CAT field day

LILONGWE-(MaraviPost)-Centre for Agriculture Transformation (CAT) has advised farmers to adopt new technological farming methods to enhance production in order to achieve tangible economic success and food security.

CAT’s Executive Director, Macleod Nkhoma, made these remarks at Lilongwe University of Agriculture and Natural Resources (LUANAR) CAT-Bunda smart farm during a media tour the organization arranged to orient the youth, smallholder farmers and media on high yielding technologies that can transform Malawian agricultural systems if embraced.

“The organization has a goal to transform Malawian agricultural systems and the lives of Malawian smallholder farmers by giving them access to inclusive innovation in agricultural science and technology through a range of commercialization channels.

“Through a five-year project from 2019 t0 2024, with grant fromFoundation for a Smoke FreeWorld, (FSFW) with support from Agricultural Transformation Initiative (ATI), CAT want to achieve crop diversification so that farmers do not only depend on tobacco for its economy,” Nkhoma said.

One of the local farmers who has benefited from the project, Emily Maluwaya of Group Village head Kumitondo, Traditional Authority Chadza in Lilongwe lauded the initiative branding a ‘hunger ending farming system’.

“For long in my life I have depended on local seeds and old farming methods that lack a lot of creativity to improve seeds and the whole process of farming which resulted in poor harvests year in year out despite farming on large hectares of land.

“I am very confident that the technologies that I have learnt here will transform my live because at a small piece of land one would harvest plenty, where the surplus would be sold to be bring money into my pockets, thanks to CAT and its partners for this project,” she said.

Some of the crops that have been planted and showcased include locally improved varieties of sweet potatoes, soya beans, maize, cabbage, banana and carrots among many.

FSFW’s Country Director, Candida Nakhumwa expressed satisfied seeing local farmers being drilled how they can practice winter farming instead of depending on rain fed agriculture which has proved not be enough to turn Malawi into a food basket.

“What I have seen here is very impressive and I am glad to see the local farmers learning skills which will change their lives. It’s also pleasing to understand that our efforts here are complementing the Affordable Input Programme whose main objective is to end hunger.

“In that regard I want to appeal to government to consider also putting some interest in winter farming so that we harvest multiple times a year, farmer have shown us that they are ready to embrace new farming technologies,” she said.

Echoing on the same, Lilongwe University of Agriculture and Natural Resources (LUANAR) Dr. Moses Chinyama hailed CAT for implementing the farming technologies at both NRC and Bunda Campuses.

“LUANAR find this initiative very commendable bearing in mind the fact that the back bone of this university is farming, and it conducts various research activities to promote agriculture in the country.
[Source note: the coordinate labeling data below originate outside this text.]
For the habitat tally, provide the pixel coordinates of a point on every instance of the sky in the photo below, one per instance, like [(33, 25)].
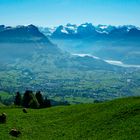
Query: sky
[(61, 12)]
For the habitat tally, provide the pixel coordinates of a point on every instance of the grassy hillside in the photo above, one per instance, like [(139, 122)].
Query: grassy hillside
[(114, 120)]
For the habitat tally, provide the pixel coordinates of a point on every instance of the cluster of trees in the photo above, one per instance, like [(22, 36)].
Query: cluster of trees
[(31, 100)]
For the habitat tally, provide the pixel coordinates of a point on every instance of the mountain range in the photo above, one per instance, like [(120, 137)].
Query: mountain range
[(119, 43), (89, 30), (32, 60)]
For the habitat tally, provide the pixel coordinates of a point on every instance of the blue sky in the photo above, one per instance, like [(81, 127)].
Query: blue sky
[(56, 12)]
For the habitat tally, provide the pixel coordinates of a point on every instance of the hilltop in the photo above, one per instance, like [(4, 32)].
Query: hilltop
[(115, 120)]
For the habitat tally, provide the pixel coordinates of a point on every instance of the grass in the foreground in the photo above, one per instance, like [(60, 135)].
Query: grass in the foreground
[(114, 120)]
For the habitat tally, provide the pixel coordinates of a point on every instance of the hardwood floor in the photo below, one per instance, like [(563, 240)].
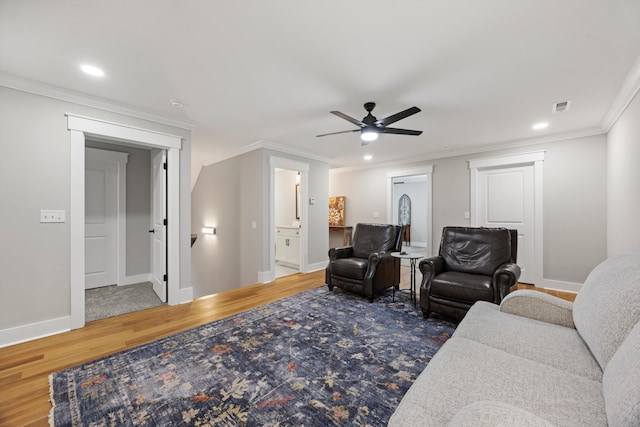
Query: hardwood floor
[(24, 368)]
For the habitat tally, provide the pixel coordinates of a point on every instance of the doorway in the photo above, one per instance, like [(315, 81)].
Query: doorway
[(287, 220), (82, 127), (507, 192), (276, 163)]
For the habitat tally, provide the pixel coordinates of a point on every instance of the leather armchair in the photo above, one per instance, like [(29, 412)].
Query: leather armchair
[(474, 264), (367, 266)]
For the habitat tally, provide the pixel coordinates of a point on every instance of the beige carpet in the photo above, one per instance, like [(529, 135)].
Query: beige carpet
[(110, 301)]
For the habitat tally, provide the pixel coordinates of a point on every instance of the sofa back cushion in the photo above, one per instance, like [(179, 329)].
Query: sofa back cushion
[(475, 250), (608, 305), (620, 383), (370, 238)]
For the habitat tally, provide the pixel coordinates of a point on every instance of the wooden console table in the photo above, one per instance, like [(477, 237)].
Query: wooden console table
[(345, 231)]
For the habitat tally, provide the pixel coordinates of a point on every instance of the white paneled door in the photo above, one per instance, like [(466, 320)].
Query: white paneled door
[(159, 227), (103, 172), (505, 198)]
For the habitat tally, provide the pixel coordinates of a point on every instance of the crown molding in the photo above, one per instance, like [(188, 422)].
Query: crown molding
[(628, 91), (270, 145), (43, 89), (557, 137)]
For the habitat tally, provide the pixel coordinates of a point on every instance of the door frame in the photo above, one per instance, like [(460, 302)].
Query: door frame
[(284, 163), (422, 170), (81, 126), (536, 160), (121, 160)]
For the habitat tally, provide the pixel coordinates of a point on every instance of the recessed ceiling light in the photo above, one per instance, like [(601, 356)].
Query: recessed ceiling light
[(92, 70)]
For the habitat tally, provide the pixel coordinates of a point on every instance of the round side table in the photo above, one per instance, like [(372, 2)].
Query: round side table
[(412, 257)]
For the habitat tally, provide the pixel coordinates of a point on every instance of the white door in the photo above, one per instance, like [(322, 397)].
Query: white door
[(100, 236), (158, 223), (505, 198)]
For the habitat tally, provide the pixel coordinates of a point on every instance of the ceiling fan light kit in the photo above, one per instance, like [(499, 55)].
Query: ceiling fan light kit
[(370, 127)]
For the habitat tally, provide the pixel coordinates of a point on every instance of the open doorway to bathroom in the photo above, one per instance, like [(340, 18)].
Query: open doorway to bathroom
[(288, 215)]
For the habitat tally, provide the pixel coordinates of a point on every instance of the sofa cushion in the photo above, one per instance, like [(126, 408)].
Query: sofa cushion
[(608, 305), (488, 413), (462, 286), (475, 250), (464, 371), (548, 344), (621, 382), (353, 268)]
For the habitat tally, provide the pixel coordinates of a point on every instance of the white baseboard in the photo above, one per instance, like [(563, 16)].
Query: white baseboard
[(138, 278), (266, 276), (317, 266), (186, 295), (32, 331)]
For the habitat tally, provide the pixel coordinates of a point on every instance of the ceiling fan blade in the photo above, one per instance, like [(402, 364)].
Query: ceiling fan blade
[(398, 116), (348, 118), (401, 131), (337, 133)]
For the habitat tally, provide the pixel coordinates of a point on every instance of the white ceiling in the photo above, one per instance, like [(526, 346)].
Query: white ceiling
[(483, 72)]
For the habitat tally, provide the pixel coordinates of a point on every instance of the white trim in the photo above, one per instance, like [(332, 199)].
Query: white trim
[(38, 88), (115, 131), (426, 170), (266, 276), (138, 278), (303, 168), (536, 160), (186, 295), (76, 227), (33, 331), (77, 126), (121, 160), (628, 91), (317, 266)]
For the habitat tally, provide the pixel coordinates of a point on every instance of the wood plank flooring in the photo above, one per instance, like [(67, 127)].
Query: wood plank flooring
[(24, 368)]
“In that view, LUANAR gave 70 hectares of land in total at Bunda and NRC compasses to encourage this initiative, because it serves a purpose of promoting our students to be experts in these farming technologies,” he said.

Through a consortium of working partners, some of the key activities undertaken by CAT include, awarding grants to emerging and established agricultural entrepreneurs, business and research institutions, serving as a hub of science on technology, innovation and business incubation and providing customized technical assistance to grantees including mentorship.